Donald Trump's campaign manager was repeatedly pressed Friday as she attempted to explain inconsistencies in the Republican presidential nominee's statements on the Iraq War.

On two separate morning shows, Kellyanne Conway said Trump's declaration of support for the war during a 2002 interview with radio host Howard Stern was not a reliable indication of how he felt at the time.

On CNN, anchor Chris Cuomo pressed Conway on Trump's Iraq War flip-flops.

"He doesn't want to own that he wasn't against it before it started," Cuomo said. "Why not? Why not just own it? And as you like to say, he was a private citizen."

Conway insisted that despite Trump responding "yeah, I guess so" when Stern asked if he supported the invasion of Iraq, his statement wasn't equal to then Sen. Hillary Clinton's vote in favor of the war.
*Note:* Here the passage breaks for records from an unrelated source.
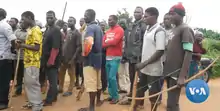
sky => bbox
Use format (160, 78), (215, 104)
(0, 0), (220, 32)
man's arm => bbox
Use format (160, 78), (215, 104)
(137, 31), (166, 69)
(47, 29), (62, 65)
(3, 24), (16, 48)
(141, 23), (147, 38)
(178, 28), (194, 80)
(103, 29), (124, 47)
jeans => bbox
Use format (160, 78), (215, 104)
(45, 67), (58, 103)
(105, 59), (120, 100)
(16, 60), (24, 94)
(189, 60), (199, 77)
(0, 60), (14, 105)
(59, 64), (75, 92)
(24, 66), (43, 111)
(166, 77), (181, 111)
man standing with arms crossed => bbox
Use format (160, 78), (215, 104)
(134, 7), (166, 111)
(163, 3), (194, 111)
(59, 17), (82, 96)
(79, 9), (103, 111)
(102, 15), (124, 104)
(17, 11), (43, 111)
(41, 11), (63, 106)
(120, 7), (146, 105)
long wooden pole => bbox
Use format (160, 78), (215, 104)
(127, 56), (220, 100)
(129, 71), (138, 111)
(8, 49), (21, 111)
(62, 2), (67, 20)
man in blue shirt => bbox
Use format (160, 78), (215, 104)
(79, 9), (103, 111)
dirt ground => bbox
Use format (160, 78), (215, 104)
(5, 79), (220, 111)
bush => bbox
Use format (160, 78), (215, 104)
(202, 38), (220, 78)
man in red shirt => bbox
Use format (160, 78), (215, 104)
(102, 15), (124, 104)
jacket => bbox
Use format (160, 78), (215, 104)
(102, 25), (124, 56)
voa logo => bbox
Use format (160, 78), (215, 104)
(189, 87), (206, 95)
(186, 79), (209, 103)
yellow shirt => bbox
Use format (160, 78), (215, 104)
(24, 26), (42, 68)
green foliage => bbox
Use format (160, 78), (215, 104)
(199, 28), (220, 40)
(203, 38), (220, 78)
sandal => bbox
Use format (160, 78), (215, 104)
(78, 108), (89, 111)
(63, 92), (73, 97)
(104, 97), (112, 101)
(109, 99), (118, 104)
(96, 100), (104, 107)
(22, 103), (32, 110)
(119, 100), (131, 105)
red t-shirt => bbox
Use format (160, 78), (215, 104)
(192, 42), (206, 61)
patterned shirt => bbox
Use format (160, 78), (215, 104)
(0, 20), (16, 60)
(24, 26), (42, 68)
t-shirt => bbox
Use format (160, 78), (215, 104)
(24, 26), (42, 68)
(63, 29), (82, 63)
(141, 23), (166, 76)
(164, 24), (194, 79)
(41, 26), (63, 68)
(15, 29), (27, 60)
(124, 20), (146, 63)
(84, 21), (103, 69)
(192, 42), (206, 61)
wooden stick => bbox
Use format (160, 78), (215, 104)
(129, 71), (138, 111)
(127, 56), (220, 101)
(62, 2), (67, 20)
(8, 49), (21, 110)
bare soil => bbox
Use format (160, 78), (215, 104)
(5, 79), (220, 111)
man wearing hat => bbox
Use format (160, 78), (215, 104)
(164, 3), (194, 111)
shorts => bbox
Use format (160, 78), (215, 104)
(83, 66), (102, 92)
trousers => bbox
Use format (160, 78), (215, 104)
(105, 59), (120, 100)
(24, 66), (43, 111)
(118, 63), (132, 91)
(166, 77), (181, 111)
(0, 60), (14, 105)
(59, 64), (75, 92)
(45, 67), (58, 103)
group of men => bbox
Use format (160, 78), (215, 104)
(0, 3), (206, 111)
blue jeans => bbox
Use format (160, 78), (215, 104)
(45, 67), (58, 103)
(105, 59), (120, 100)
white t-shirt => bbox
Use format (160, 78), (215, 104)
(141, 23), (166, 76)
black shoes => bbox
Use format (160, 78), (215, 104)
(0, 104), (8, 110)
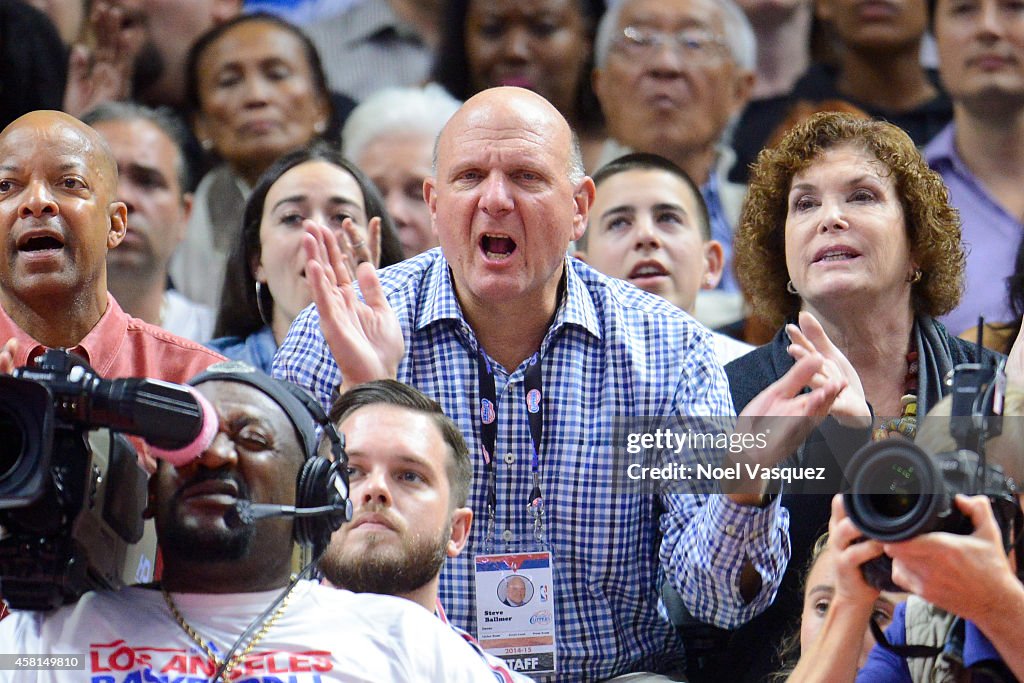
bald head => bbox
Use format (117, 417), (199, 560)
(433, 86), (586, 185)
(0, 111), (128, 346)
(0, 110), (118, 201)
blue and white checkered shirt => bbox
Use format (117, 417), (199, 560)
(274, 249), (790, 681)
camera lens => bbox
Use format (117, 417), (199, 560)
(868, 494), (919, 519)
(844, 439), (948, 541)
(0, 408), (25, 480)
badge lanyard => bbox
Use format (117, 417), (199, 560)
(477, 348), (544, 544)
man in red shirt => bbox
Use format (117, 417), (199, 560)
(0, 112), (222, 464)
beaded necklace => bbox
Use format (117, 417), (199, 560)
(871, 350), (919, 441)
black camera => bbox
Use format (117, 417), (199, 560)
(843, 364), (1021, 591)
(0, 349), (203, 609)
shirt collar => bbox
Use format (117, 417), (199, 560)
(347, 0), (422, 43)
(0, 292), (128, 375)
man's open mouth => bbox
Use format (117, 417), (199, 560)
(17, 234), (63, 252)
(626, 261), (669, 280)
(480, 234), (516, 261)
"He knows how he felt, and he was against the Iraq War," Conway said. "He thinks it was a disaster. And he is willing to say it now. ... You're playing that clip. Your network keeps playing this clip on the Howard Stern interview, where he's asked, 'Do you want to invade Iraq, yeah, I guess so,' literally. Whereas Hillary Clinton, as United States senator from your state of New York, went into the well of the Senate and proudly cast her vote in favor of the war in Iraq."

Trump again insisted on Thursday that he was against the Iraq War before it started, in March 2003.

"I was opposed to that war from the beginning, long before my interview with Howard Stern," Trump said.

He pointed to an interview from days after the war started.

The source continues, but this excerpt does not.